In Luke 24:48, however, the word takes on a particular specialized meaning, that of a witness to Christ’s resurrection. When Jesus appeared to His disciples after His resurrection and explained how the Old Testament Scripture applied to Him, He commanded them to proclaim these truths to all nations and said, “You are witnesses of these things.”
It is in the book of Acts that this specialized meaning becomes almost a theme. Of the 13 times the word martus is used, it is used in this way 11 times.
So in Acts, the word has taken the meaning of: “A person who has seen Christ risen from the dead, and who has taken the assignment of proclaiming this truth.”
“…you will be My witnesses, both in Jerusalem and in all Judea and Samaria and until the end of the earth” (1:18).
“This Jesus, God raised up, of which we are all witnesses” (2:32).
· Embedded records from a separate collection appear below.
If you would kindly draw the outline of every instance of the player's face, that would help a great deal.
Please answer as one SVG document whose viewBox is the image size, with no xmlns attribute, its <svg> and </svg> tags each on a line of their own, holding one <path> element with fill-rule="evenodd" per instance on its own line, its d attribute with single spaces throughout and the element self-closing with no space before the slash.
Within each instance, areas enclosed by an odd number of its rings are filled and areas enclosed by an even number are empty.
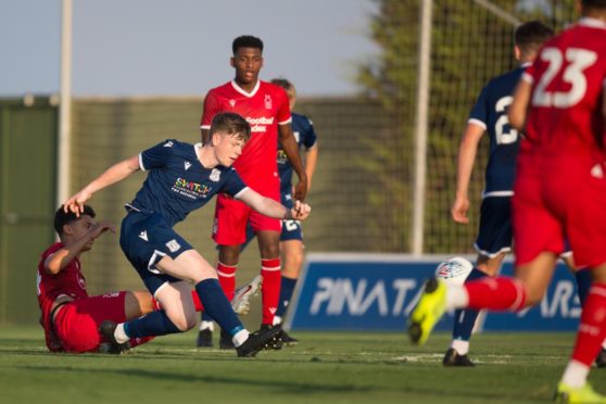
<svg viewBox="0 0 606 404">
<path fill-rule="evenodd" d="M 258 72 L 263 67 L 261 49 L 238 49 L 231 58 L 231 66 L 236 70 L 236 83 L 239 85 L 255 85 L 258 79 Z"/>
<path fill-rule="evenodd" d="M 242 154 L 244 140 L 229 134 L 218 132 L 215 136 L 217 136 L 215 153 L 218 163 L 225 167 L 231 167 L 236 159 Z"/>
<path fill-rule="evenodd" d="M 86 236 L 86 233 L 90 230 L 92 226 L 94 226 L 96 222 L 89 215 L 81 215 L 77 220 L 72 222 L 67 226 L 70 226 L 71 236 L 74 240 L 79 240 Z M 89 242 L 86 243 L 83 251 L 88 251 L 92 248 L 94 240 L 91 239 Z"/>
</svg>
However, in Acts 22:20, the word begins to take on a new shade of meaning. The apostle Paul in relating his prayer after his conversion speaks of Stephen, the first “witness” to be put to death for carrying out his assignment. “…and when the blood of Stephen, Your witness, was shed, I also was standing and giving approval …”
In the book of Revelation, this idea was carried even further. The risen Christ speaks in 2:13 of: “Antipas, My faithful witness who was killed among you …”
In Revelation 11:3, He speaks of: “My two witnesses …” who are later killed (verse 7).
In Revelation 17:6, John sees the scarlet woman “drunk from the blood of the saints, and the blood of the witnesses of Jesus.” Some English translations (the KJV for one) even translate the word here as “martyrs.”
Jesus Himself is called “The faithful Witness” in 1:5 and 3:14. It has been thought that here there may be a subtle reference to His death.
Anyway, we can see that by the time of the book of Revelation, which is dated at the latest in the mid-90’s, the word martus had taken on this new shade of meaning: “One who has borne witness of Christ, even to the point of death,” although the original meaning was also retained.
By the mid-second century, the word was clearly being used of those who were put to death for their faith in and witness to Christ. One of the most well-known documents from that time period is a letter to which has been given the title, “The Martyrdom of Polycarp.” In this account, we are told of a bishop or overseer named Polycarp, who was burned at the stake for his refusal to recant and to confess Caesar as Lord. He is included among a number who were martyred (19).
But, as mentioned earlier, martyrdoms of followers of Christ were not simply events of the past. Down through the ages people have been put to death for their faith. Sometimes sadly, even by those who have claimed that faith as their own.
It has been claimed by some that the 20th century saw more martyrs than all previous centuries put together. I can’t say so for sure, but certainly it had more than its share – the purges by Stalin and Mao, the slaughter of Armenian Christians by Turkey, come to mind.
And martyrdom is still going on today, as well as other persecutions. Though there are few nations where it is blatantly against the law to even be a Christian, many Muslim nations have “blasphemy laws” which demand a sentence of death for those who reject Islam. Many Hindu states have “anti-conversion laws.” And, of course, there are the Communist and Atheist regimes. And even where persecution is not government sponsored, in many countries, government simply looks the other way when family or village members kill and persecute followers of Christ.
And some of the worst persecutors are allies of the U.S.!
Paul says in 1 Corinthians 12:26: “… if one member suffers, all the members suffer together.” I urge that we who know Christ pray regularly for those members of Christ’s body who are suffering and speak out as we have opportunity.